Sunday, May 16, 2010

The 'Lost' of its Kind

After six long years full of mind-bending, and often times torturous, twists and turns, Lost finally reaches its swan song on May 23rd, 2010. A show that took the world by storm in 2004 and then completely reinvented the way people looked at prime time television with its prolific concept and unparalleled character development. Lost didn’t just defy the methodology behind a successful network show, it grabbed it, chewed it up, spit it out and dropped a giant smoke monster on it in an effort to bring an imaginative and thought-provoking show built around a cage match between faith and reason.

Of course this unique premise did not come without a price tag: Patience. To intricately weave such rich plot advancing storylines AND deep back stories of pre-Oceanic 815 life required viewers to contemplate their own test of faith. Each week, Lost asked more and more questions while only answering them gradually over a slow burn. In some extreme cases, questions raised in season 1 weren’t finally answered until season 6. It was due to this bold creative decision that Lost inevitably alienated a hefty portion of their once mighty audience. Complaints that the show was “too confusing,” or that the writers “didn’t know where the show was going” became common place and many fans simply turned away in favor of more easily digested programming. Unfazed, the Lost team continued telling the story that they wanted to tell with the blessing of ABC.
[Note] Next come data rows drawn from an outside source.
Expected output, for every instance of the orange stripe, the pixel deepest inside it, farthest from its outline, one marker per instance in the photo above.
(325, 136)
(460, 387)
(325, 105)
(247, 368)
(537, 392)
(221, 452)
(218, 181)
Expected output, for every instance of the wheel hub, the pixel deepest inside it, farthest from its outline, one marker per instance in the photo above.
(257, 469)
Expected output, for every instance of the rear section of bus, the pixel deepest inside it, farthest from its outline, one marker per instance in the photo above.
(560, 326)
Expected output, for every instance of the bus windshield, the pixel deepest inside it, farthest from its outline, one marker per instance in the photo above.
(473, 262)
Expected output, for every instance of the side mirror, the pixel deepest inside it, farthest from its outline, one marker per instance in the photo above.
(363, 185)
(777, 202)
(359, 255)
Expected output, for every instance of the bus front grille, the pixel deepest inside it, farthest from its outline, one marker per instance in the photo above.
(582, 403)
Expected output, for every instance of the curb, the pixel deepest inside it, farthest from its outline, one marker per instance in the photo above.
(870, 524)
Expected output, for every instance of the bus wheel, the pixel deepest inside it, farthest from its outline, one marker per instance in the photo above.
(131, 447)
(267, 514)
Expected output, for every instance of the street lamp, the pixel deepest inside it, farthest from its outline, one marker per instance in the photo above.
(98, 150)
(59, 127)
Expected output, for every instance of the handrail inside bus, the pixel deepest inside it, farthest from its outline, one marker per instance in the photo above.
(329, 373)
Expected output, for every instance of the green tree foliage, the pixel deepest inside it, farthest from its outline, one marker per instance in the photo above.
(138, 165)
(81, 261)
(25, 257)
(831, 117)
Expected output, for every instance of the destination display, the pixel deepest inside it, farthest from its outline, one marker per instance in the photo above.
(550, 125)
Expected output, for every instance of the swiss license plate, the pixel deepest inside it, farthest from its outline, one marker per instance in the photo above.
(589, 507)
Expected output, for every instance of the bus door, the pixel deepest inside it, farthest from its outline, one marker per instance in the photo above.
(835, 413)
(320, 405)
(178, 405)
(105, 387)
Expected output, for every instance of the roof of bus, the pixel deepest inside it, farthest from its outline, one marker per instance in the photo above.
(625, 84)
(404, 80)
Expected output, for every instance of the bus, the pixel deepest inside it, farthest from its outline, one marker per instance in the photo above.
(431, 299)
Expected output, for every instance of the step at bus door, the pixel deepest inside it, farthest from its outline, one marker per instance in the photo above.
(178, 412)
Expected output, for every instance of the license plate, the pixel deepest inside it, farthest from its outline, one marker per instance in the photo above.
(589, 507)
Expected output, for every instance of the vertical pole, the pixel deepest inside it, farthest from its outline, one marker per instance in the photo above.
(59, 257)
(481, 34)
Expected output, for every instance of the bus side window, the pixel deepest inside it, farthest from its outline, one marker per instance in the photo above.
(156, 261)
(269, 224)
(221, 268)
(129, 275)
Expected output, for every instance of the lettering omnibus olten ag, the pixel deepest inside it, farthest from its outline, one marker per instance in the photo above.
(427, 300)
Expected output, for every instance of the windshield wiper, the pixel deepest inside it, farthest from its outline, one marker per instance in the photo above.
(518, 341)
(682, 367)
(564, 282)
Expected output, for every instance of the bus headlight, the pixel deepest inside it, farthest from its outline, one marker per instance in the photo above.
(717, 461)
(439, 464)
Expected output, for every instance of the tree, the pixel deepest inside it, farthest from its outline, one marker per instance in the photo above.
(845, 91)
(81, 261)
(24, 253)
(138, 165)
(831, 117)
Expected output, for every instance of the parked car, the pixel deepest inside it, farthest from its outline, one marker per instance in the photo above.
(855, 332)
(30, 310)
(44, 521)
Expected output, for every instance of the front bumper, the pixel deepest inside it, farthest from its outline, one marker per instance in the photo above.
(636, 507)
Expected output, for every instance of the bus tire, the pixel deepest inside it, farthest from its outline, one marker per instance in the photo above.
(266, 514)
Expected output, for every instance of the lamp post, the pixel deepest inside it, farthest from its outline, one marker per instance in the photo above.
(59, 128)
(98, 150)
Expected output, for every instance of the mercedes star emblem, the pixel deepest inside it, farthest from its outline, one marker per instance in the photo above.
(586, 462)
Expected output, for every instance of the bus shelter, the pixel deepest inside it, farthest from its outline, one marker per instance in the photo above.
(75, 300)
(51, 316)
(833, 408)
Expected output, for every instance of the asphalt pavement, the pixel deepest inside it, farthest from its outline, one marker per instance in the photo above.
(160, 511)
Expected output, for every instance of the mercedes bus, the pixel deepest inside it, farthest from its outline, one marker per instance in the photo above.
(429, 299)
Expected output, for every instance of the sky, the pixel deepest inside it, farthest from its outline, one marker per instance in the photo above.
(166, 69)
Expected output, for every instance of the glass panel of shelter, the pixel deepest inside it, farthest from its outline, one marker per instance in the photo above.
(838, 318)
Though the show did temporarily lose steam after a couple of seasons, it was rejuvenated after the eventual end date was decided upon and the writers knew exactly how much time was left to craft and complete their opus. Once their momentum had been regained, the pacing stabilized and the story became extremely rewarding for those that decided to stick around and channel their inner-Locke. Better yet, the answers to questions that had been looming over our heads were starting to unfold with hard-hitting satisfaction.

Like most long running shows, Lost was not without its fair share of both ups and downs. For every Jack, there was a Libby and for every “Through the Looking Glass,” there was an “Expose,” but no matter what side of the debate you were on, it was clear that Lost continually provided something worth talking about come Wednesday morning. For me personally, I will always look back at the Desmond and Penny focused “The Constant” as the single greatest moment in the show’s six years, though the gut-wrenching last few minutes of season 5’s finale “The Incident” ranks right up there alongside it.

However, the highly anticipated series finale represents not only the end of Lost, but also the end of an era. The end of epic, five-year plan structured sci-fi storytelling as a successful recipe for broadly watched television. While a handful of high concept programming remains, such as Fringe, V and Caprica, there is no mistaking that it’s becoming a lost art. As apparent by the cancellations of shows such as Flash Forward, Dollhouse, Firefly, Jericho, Journeyman, Heroes and so on, the audience for this type of concept is continually shrinking. Even ABC’s newly added show Happy Town debuted to low ratings and was officially put on the bubble after only two episodes. Two episodes? Is this how impatient our society has become? Is anything short of instant explanation just too much to ask of today’s TV watching audience? And more interestingly, is Lost actually to blame? Did Lost tax the patience of viewers so much that they’ve decided to never invest in a high concept program again? Whatever the reason, these types of shows are too expensive to produce without the high ratings to back it up, so instead studios feverishly look to cheaper programming options, such as reality and game shows, as a quick replacement to fill a time slot. I don’t know about you, but I fear of a world full of television programming hosted by Heidi Montag and Kate Gosselin. I can already see Kate’s “Plus 8” turning the lit up squares on Wheel of Fortune in my nightmares.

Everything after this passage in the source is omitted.